Both users and pages on my website have IDs. When a user goes on a certain page, their userID and the pageID will be written to a MySQL table as such:
userID | pageID
3 | 1
2 | 1
3 | 2
etc...
In this table, called user_pages, I would end up with a bunch of raw data that can be turned into a recommendation engine. What I mean by recommendation engine – I want to analyze historical data, and be able to predict, based on a set of viewed pages, the next pages that a user may like. Let’s say there is a strong correlation between visiting page with ID 3 after going to pages with IDs 4, 9, 15. If a user goes on pages 4, 9, and 15, then the engine should recommend page 3.
I think I have all of the data input code necessary for creating this. How would I write something that analyzes the data for correlation of pages (i.e. almost everyone who visited page 5 visited page 1 also), and somehow use that to predict in the future the pages that a user may end up liking?
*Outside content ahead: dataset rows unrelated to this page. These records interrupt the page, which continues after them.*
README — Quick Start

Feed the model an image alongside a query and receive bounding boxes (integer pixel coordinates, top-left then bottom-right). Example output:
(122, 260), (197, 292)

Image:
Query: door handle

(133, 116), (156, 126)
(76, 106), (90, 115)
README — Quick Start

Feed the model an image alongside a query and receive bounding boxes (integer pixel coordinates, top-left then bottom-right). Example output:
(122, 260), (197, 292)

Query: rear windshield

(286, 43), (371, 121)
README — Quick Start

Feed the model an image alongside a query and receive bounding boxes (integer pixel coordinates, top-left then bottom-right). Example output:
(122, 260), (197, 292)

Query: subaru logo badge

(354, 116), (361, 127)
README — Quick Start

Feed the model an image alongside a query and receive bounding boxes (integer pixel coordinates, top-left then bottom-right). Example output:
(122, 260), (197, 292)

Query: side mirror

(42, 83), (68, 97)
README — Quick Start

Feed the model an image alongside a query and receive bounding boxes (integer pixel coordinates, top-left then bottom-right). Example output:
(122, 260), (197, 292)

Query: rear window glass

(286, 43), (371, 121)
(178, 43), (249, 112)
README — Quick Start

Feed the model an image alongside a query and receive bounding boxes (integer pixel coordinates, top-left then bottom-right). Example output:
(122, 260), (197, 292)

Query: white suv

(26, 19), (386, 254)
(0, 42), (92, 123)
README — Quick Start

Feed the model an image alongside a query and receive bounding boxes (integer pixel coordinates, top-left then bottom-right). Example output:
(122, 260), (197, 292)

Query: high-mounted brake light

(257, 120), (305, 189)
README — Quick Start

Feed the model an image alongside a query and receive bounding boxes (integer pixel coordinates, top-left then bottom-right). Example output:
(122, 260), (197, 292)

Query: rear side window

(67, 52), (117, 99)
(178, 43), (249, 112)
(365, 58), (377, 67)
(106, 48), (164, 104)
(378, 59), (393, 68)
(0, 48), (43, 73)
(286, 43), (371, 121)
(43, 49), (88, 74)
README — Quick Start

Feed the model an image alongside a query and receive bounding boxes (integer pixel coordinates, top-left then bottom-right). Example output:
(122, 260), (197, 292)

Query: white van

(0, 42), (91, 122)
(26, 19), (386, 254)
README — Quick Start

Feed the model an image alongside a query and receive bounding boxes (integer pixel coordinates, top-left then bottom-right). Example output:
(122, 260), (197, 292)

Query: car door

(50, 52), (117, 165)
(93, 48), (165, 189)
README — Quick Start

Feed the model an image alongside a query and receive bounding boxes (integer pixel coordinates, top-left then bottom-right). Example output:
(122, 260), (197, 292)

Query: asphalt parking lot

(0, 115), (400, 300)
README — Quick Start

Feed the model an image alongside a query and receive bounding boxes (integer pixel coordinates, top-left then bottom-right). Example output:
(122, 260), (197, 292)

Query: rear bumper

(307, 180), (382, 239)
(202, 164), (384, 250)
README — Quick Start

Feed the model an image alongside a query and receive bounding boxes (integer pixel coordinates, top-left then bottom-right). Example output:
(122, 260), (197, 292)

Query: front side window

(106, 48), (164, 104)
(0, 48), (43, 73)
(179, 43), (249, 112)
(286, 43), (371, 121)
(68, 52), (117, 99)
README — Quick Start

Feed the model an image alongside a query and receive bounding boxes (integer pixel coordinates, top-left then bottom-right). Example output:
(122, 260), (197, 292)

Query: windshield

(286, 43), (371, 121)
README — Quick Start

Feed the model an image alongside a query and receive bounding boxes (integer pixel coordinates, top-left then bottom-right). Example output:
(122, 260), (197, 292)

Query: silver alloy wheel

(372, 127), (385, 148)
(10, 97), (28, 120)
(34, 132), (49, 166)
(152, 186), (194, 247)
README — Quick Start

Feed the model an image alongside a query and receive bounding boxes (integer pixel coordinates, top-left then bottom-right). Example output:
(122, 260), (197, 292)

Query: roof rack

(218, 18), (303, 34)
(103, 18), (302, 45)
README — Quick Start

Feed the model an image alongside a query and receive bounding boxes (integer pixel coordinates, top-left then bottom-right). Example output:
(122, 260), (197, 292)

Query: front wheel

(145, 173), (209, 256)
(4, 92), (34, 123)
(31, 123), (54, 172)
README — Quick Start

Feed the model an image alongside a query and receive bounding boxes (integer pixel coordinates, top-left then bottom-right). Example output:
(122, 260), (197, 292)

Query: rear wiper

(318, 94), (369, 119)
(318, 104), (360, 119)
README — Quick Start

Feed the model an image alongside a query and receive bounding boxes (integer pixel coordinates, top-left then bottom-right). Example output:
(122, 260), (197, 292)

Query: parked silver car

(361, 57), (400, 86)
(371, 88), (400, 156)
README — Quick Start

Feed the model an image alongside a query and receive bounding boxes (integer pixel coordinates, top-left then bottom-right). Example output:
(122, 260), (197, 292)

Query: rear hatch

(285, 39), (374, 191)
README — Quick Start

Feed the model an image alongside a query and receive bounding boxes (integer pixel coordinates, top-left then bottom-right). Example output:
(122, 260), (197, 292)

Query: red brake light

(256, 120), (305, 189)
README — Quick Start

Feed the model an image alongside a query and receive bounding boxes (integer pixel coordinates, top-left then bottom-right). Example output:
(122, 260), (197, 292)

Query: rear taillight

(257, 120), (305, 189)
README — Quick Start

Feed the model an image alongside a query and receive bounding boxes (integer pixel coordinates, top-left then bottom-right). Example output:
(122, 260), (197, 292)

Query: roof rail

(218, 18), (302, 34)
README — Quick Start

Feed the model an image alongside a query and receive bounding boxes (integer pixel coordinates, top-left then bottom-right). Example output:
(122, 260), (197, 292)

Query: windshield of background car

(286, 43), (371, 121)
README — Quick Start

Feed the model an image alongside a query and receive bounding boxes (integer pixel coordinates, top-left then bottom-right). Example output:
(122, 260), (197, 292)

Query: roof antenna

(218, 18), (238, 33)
Recommendation systems are a big part of A.I research. I believe you are interested in a collection of algorithms called collaborative filtering. Since the netflix prize in 2007 this field has developed greatly. I would recommend going here and having a read. It explains the basic concepts of recommender systems in a succinct and clear way and also provides a link to Java source code for an approach to the Netflix project, MemReader. You could examine this source code and extrapolate the basic algorithms for building a recommendation engine.
Alternatively if you want a more mathematical explanation of the algorithms employed go here.
It shouldn’t take too long to implement at all.